Unique constraints are not free, as they incure a time cost on each INSERT or UPDATE statement. If your database is write-heavy, you might find it becoming a performance bottleneck.

Exclusion constraint

An exclusion constraint compares new data with data that already exists in the same table. An example provided by postgres documentation are overlapping circles, but if you are writing business application, it might not be relatable.

I like to use an example of scheduling system for rooms where you do not want to have two events scheduled in the same room at the same time. Note that to use exclusion constraints, you need to enable the btree_gist extension.

CREATE EXTENSION btree_gist;

CREATE TABLE public.reservations (
    pk SERIAL PRIMARY KEY,
    room_pk integer NOT NULL,
    starts_at timestamp without time zone NOT NULL,
    ends_at timestamp without time zone NOT NULL,
    EXCLUDE USING gist (room_pk WITH =, tsrange("starts_at", "ends_at", '[]') WITH &&)
);

ALTER TABLE ONLY public.reservations
    ADD CONSTRAINT comments_room_pk_fkey FOREIGN KEY (room_pk) REFERENCES public.room(pk);

Let’s concentrate on line eight.

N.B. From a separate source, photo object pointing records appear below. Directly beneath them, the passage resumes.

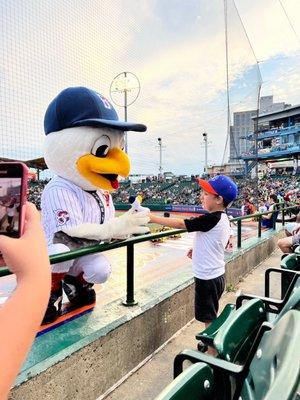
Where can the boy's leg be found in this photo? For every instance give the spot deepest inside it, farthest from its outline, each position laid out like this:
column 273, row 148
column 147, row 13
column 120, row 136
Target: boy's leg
column 285, row 244
column 207, row 295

Innermost function tsrange(starts_at, ends_at, '[]') creates an inclusive timestamp range from starts_at to ends_at, and WITH && means compare the range to existing values with && from range operators. room_pk WITH = means compare room_pk with equality.

Behind the scenes, Postgres creates an index to monitor this constraint:

Indexes:
    "reservations_pkey" PRIMARY KEY, btree (pk)
    "reservations_room_pk_tsrange_excl" EXCLUDE USING gist
        (room_pk WITH =, tsrange(starts_at, ends_at, '[]'::text) WITH &&)

Check constraints

A check constraint evaluates arbitrary boolean expression and either lets you insert the data or raises an exception. A simple example of check constraint is as follows:

CREATE TABLE public.reservations (
    pk SERIAL PRIMARY KEY,
    room_pk integer NOT NULL,
    starts_at timestamp without time zone NOT NULL,
    ends_at timestamp without time zone NOT NULL,
    CONSTRAINT starts_at_earlier_than_ends_at CHECK ((starts_at < ends_at))
);

ALTER TABLE ONLY public.reservations
    ADD CONSTRAINT comments_room_pk_fkey FOREIGN KEY (room_pk) REFERENCES public.room(pk);

Check constraints cannot execute subqueries or reference another table, but it can also enforce domain rules. Be aware that an expensive boolean expression in a check constraint will result in an expensive INSERT or UPDATE operation.

Wrap up

Personally, I like to introduce multiple database constraints in the early stages of database design. One reason is that it minimizes the possiblity of having incorrect data in the database. Secondly, it also is easier to relax tighter rules than to introduce a new rule when your database is already used in a production system.